Love it or hate it, the world is full of “stuff”: nice stuff, and bad stuff. With one type of stuff they other type will undoubtedly follow.
I’ve not felt as low as I have in the past week for ages. I’ve spent the past while being happy and incredibly positive…I know the exact date I cheered up suddenly, this was 28th August 2007. I was reading The Secret and suddenly a whole host of things clicked into place, and I was filled with an immense rush of excitement. I felt like I’d found the answer to a question that was really important, although I have no idea what that question was. I felt a sense of belonging, while belonging to no one.
But my life changed. I was more positive than I had been for an absolute age, I felt that everything would be okay, everything was good, I was going somewhere and nothing or no one would stand in my way. I didn’t realise that exactly 3 months later I would feel lower that 6ft under.
Working so much and various other things going on in my little world all kind of came to blows in my head. Last Friday when I got back to Leicester after an amazing and nice couple of days at home, I realised that I am myself when I am there, back in sunny Thetford. The town that everyone that lives there hates, but finds so hard to leave. Every time I go back and return to Leicester a part of me stays behind. Suddenly I was sad and angry at the same time, all at once, and really just because of a bit of washing up. I also realised that I was stuck in Leicester for the best part of 3 weeks…I sat and cried and said to myself calmly “Ash, what am I doing?” I couldn’t reply.
I guess one of the major factors of my miserableness is one of those things I cannot comprehend. I ask people, their response is “that’s life.”
I wonder why some people succeed and others don’t. The people who have no respect for others always seem to succeed, while the people that really deserve something get nothing. It actually disgusts me somewhat…it’s not life. That isn’t how it’s supposed to be. We are all the same. We were all created equally. We are all alone, but for some reson we’ve managed to group together. I do not think it’s a good thing. We hurt people. We spend half our lives doing things to make other people feel bad and lonely, and for what? Because it makes us feel better. I’m sorry, but how on Earth can that make anyone feel better about themselves? It makes no sense to me.
I get eaten away by some incredible sense of guilt if I so much as say something that could be taken the wrong way, and in my head I tell myself off, and continue to explain myself just in case.
Relationships are funny things. I ask why the people we are interested in are not interested in return. The answer….that’s life. This is quite hard to grasp. Sometimes I reflect on the past year. Almost all of it has been taken up pining after someone I barely understand, and yet can’t seem to stop thinking about. The trouble is that I want to understand him more that I’ve ever understood anyone. He’ll never know how much. It’s something that, try as I might, I cannot for th life of me put into words. Anyway, as he says he’s damaged goods, and that infuriates me somewhat. It goes back to people who are out to hurt others. Because of what people do, this amazing person, who’s got so much to offer someone, sadly not me, might not feel that they can, until it’s too late. But how can someone who’s built this massive barrier to protect themselves ever break it down?

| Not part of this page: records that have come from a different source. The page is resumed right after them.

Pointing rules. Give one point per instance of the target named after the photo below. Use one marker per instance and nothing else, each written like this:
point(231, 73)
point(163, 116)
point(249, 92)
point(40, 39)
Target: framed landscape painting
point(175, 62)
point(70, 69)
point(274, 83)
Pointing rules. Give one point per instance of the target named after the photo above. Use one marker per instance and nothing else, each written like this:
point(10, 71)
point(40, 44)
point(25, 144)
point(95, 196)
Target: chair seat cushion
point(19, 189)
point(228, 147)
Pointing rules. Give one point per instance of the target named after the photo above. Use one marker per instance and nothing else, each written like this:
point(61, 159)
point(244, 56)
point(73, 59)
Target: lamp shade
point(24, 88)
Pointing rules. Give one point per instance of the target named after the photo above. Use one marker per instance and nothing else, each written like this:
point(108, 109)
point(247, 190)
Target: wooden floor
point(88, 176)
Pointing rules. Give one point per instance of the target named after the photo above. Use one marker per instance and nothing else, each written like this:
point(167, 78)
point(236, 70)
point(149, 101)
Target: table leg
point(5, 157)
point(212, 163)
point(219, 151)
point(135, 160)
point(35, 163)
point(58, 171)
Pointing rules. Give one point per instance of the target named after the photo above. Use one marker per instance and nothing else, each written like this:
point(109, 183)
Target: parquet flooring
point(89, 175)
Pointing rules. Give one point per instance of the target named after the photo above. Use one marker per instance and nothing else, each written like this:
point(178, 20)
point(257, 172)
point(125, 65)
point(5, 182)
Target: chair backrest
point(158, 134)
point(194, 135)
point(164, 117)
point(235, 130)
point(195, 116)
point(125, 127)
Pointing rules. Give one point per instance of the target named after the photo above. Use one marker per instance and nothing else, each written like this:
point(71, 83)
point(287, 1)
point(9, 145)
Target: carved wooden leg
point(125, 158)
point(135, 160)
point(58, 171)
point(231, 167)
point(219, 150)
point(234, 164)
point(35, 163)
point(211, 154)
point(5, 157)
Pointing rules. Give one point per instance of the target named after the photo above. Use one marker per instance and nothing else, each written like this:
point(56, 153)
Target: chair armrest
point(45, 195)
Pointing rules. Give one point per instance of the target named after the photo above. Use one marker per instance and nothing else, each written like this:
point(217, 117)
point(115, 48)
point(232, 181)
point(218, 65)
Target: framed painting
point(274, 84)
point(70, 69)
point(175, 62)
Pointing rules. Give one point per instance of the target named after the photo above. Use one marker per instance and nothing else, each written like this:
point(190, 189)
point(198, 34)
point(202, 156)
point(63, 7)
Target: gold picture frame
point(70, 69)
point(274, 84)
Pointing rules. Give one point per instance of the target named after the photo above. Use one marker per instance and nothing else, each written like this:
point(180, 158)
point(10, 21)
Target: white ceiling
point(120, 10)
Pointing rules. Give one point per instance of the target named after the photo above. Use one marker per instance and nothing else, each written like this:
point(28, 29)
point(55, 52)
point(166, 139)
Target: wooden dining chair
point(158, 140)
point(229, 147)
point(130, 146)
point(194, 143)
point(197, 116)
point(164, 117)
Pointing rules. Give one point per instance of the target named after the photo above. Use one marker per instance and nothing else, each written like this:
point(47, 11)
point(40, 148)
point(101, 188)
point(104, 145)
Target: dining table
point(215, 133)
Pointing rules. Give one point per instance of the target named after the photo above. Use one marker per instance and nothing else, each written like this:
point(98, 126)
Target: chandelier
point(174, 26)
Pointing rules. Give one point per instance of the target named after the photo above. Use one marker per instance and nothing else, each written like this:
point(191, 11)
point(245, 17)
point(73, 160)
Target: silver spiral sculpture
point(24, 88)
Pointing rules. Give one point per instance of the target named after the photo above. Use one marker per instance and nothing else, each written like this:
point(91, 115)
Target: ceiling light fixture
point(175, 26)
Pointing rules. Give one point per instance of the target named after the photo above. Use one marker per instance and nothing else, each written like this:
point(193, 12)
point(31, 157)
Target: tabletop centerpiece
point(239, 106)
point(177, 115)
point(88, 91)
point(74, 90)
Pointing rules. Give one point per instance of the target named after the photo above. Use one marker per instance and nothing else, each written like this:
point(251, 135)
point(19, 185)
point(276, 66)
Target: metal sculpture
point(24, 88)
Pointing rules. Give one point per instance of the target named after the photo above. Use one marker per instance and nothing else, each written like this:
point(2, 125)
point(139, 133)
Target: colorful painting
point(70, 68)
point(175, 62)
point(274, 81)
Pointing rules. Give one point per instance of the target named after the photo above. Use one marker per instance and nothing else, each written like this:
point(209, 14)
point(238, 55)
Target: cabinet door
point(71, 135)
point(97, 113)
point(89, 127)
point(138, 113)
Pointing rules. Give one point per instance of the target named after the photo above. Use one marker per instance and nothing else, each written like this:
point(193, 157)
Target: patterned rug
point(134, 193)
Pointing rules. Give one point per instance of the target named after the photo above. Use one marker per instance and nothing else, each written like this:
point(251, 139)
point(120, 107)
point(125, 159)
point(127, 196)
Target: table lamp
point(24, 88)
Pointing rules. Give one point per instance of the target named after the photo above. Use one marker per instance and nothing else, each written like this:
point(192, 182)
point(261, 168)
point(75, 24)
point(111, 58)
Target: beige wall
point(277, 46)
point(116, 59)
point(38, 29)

It’s not fair that a small few people can make things so damn difficult for an amazing person. I’d quite like to chop them all up into little pieces, or at least belittle them until they feel as small as and as tiny as a micro-organism, and see how they bloody well like it. If I could make everyone who’s hurt him suffer, even if only a few minutes, I would.
And him, the object of my affection, well I just want to grab him, give him a hug and make sure he knows that everything will be okay. I can’t promise that though, and that would give a false sense of hope. In truth, with “that’s life” as it is, I can’t get any sense of any hope for anything. I do have faith though, and in one way or the other, something will happen. Something with a good outcome, and things will be better for him than they have in a long time,
As for me, I will watch the world carry on…I will let life pass me by, opportunities float along and wonder to myself, when this chapter is over, how are the few people that really matter to me getting along.
As for him, I want to understand, I want to be there, and I want him to realise that no matter what happens, I thank him for every single little thing.